IJ’s Work Shows It Is Time To Respect Private Property Rights

By Bernie Lynch

I clearly remember the day in October 1998 when I called the Institute for Justice and begged them to come to the aid of our business community.  We were under attack by City of Pittsburgh officials who wanted to take our property so they could give it to a private developer for a mall.  IJ’s Scott Bullock, a graduate of the University of Pittsburgh Law School, knew our area well enough to know that the City’s blight designation of our district was a ruse.  This was an excuse to take from long-standing mom and pop shops, immigrants and a widely diverse retail mix and give to faceless corporate retail chains—all in the name of progress.

That first day, Scott gave me the advice that I imparted to others throughout our two-year battle:  We might not stop city agencies from approving the plan, but we could win in the court of public opinion.  Silence and acceptance would be our undoing.  Let everyone know about the injustice of the plan, he advised.  He may not have said the following words exactly, but what I walked away with from that conversation was, “shout…shout long, hard and loud and don’t stop shouting until justice is served.”

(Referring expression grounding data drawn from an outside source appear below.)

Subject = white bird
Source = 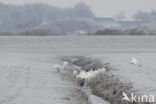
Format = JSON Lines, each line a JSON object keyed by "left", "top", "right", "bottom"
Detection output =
{"left": 73, "top": 70, "right": 79, "bottom": 77}
{"left": 54, "top": 64, "right": 62, "bottom": 73}
{"left": 76, "top": 71, "right": 86, "bottom": 79}
{"left": 62, "top": 61, "right": 69, "bottom": 70}
{"left": 99, "top": 68, "right": 106, "bottom": 73}
{"left": 54, "top": 61, "right": 69, "bottom": 73}
{"left": 91, "top": 68, "right": 106, "bottom": 77}
{"left": 129, "top": 57, "right": 142, "bottom": 67}
{"left": 76, "top": 67, "right": 106, "bottom": 86}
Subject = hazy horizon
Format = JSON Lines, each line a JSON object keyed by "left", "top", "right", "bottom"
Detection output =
{"left": 0, "top": 0, "right": 156, "bottom": 18}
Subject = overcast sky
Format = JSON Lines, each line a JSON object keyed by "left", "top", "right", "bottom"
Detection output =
{"left": 0, "top": 0, "right": 156, "bottom": 18}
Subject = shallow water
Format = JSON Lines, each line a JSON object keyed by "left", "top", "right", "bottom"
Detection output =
{"left": 0, "top": 36, "right": 156, "bottom": 103}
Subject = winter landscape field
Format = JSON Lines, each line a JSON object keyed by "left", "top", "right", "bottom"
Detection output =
{"left": 0, "top": 0, "right": 156, "bottom": 103}
{"left": 0, "top": 36, "right": 156, "bottom": 104}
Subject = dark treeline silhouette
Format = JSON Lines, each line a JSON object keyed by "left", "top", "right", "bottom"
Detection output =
{"left": 0, "top": 29, "right": 58, "bottom": 36}
{"left": 86, "top": 28, "right": 156, "bottom": 35}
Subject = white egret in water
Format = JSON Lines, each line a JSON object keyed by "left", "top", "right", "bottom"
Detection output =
{"left": 129, "top": 57, "right": 142, "bottom": 67}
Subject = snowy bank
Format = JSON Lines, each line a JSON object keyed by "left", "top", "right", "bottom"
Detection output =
{"left": 59, "top": 56, "right": 153, "bottom": 104}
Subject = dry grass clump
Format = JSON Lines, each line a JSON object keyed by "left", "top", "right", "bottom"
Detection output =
{"left": 61, "top": 56, "right": 113, "bottom": 72}
{"left": 72, "top": 56, "right": 104, "bottom": 71}
{"left": 89, "top": 73, "right": 134, "bottom": 104}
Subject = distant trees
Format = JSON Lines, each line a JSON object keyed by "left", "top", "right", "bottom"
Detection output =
{"left": 20, "top": 29, "right": 51, "bottom": 36}
{"left": 86, "top": 28, "right": 155, "bottom": 35}
{"left": 0, "top": 31, "right": 15, "bottom": 36}
{"left": 74, "top": 3, "right": 94, "bottom": 18}
{"left": 133, "top": 10, "right": 156, "bottom": 31}
{"left": 133, "top": 11, "right": 152, "bottom": 22}
{"left": 0, "top": 2, "right": 95, "bottom": 31}
{"left": 0, "top": 29, "right": 59, "bottom": 36}
{"left": 93, "top": 29, "right": 122, "bottom": 35}
{"left": 133, "top": 10, "right": 156, "bottom": 22}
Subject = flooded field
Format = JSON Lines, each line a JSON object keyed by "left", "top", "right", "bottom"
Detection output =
{"left": 0, "top": 36, "right": 156, "bottom": 104}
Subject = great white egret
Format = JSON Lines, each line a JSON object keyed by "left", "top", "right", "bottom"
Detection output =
{"left": 63, "top": 61, "right": 69, "bottom": 69}
{"left": 73, "top": 70, "right": 79, "bottom": 77}
{"left": 54, "top": 64, "right": 62, "bottom": 73}
{"left": 129, "top": 57, "right": 142, "bottom": 67}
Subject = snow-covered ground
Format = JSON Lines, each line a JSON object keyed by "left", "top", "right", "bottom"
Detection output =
{"left": 0, "top": 37, "right": 92, "bottom": 104}
{"left": 95, "top": 53, "right": 156, "bottom": 96}
{"left": 0, "top": 36, "right": 156, "bottom": 104}
{"left": 52, "top": 36, "right": 156, "bottom": 102}
{"left": 0, "top": 52, "right": 74, "bottom": 104}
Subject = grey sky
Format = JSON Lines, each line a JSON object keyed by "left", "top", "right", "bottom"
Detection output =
{"left": 0, "top": 0, "right": 156, "bottom": 18}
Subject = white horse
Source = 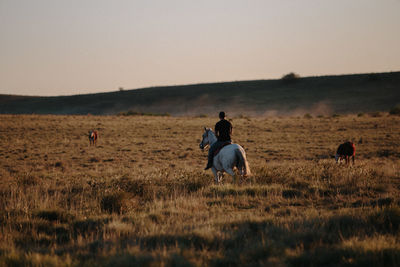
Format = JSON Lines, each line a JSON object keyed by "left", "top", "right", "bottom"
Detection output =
{"left": 199, "top": 128, "right": 251, "bottom": 184}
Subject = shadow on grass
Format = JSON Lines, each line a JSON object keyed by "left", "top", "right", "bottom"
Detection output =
{"left": 5, "top": 206, "right": 400, "bottom": 266}
{"left": 289, "top": 247, "right": 400, "bottom": 267}
{"left": 135, "top": 207, "right": 400, "bottom": 266}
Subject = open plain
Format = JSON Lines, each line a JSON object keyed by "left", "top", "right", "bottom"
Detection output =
{"left": 0, "top": 113, "right": 399, "bottom": 266}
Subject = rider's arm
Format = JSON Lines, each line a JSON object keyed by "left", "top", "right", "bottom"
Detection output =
{"left": 215, "top": 123, "right": 220, "bottom": 138}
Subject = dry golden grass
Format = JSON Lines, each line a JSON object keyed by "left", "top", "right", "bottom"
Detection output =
{"left": 0, "top": 113, "right": 399, "bottom": 266}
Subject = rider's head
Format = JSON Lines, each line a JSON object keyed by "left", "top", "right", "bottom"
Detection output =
{"left": 219, "top": 111, "right": 225, "bottom": 119}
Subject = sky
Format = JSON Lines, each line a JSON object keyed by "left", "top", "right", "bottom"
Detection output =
{"left": 1, "top": 0, "right": 399, "bottom": 96}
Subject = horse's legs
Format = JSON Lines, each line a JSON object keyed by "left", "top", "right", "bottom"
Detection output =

Two years later, with the Institute for Justice’s Scott Bullock, Chip Mellor, John Kramer and Dana Berliner guiding us in our successful grassroots campaign to gain public awareness about eminent domain abuse, our battle is over.  I knew nothing about waging this type of battle.  None of us did.  But IJ did.  IJ empowered our group to win what was considered a “can’t win” battle.  Without IJ’s guidance, wisdom, experience and resources, we could not have prevailed.  The leverage IJ brought to our cause cannot be overstated.  We would have been seen as “a bunch of nay sayers” had it not been for the real power and force IJ brought to our cause.

The law may not have been tested in Pittsburgh, but the will of its people was.  IJ put us on top and sent a strong message to a mayor desiring reelection that his method won’t work here.  IJ’s staff and resources, put toward expert use, removed the threat and now have our mayor working with us, not against us.  Words alone cannot express the appreciation felt by the business and property owners, customers and citizens of our great city who did not want to see the soul ripped out of our center and replaced by a mall.

I, along with many here at ground zero, will never forget that in our hour of need, it was IJ who stepped up and stood with us, when many in the community, in fear of retribution, had abandoned us.  I shall fondly recall who, in these darkest and dimmest hours, gave us the hope to continue and armed us with the tools to succeed.  Thanks IJ.

President of Pittsburgh’s Golden Triangle Community Development Corporation Bernie Lynch worked with the Institute for Justice to successfully defend property owners against the City’s abusive use of eminent domain.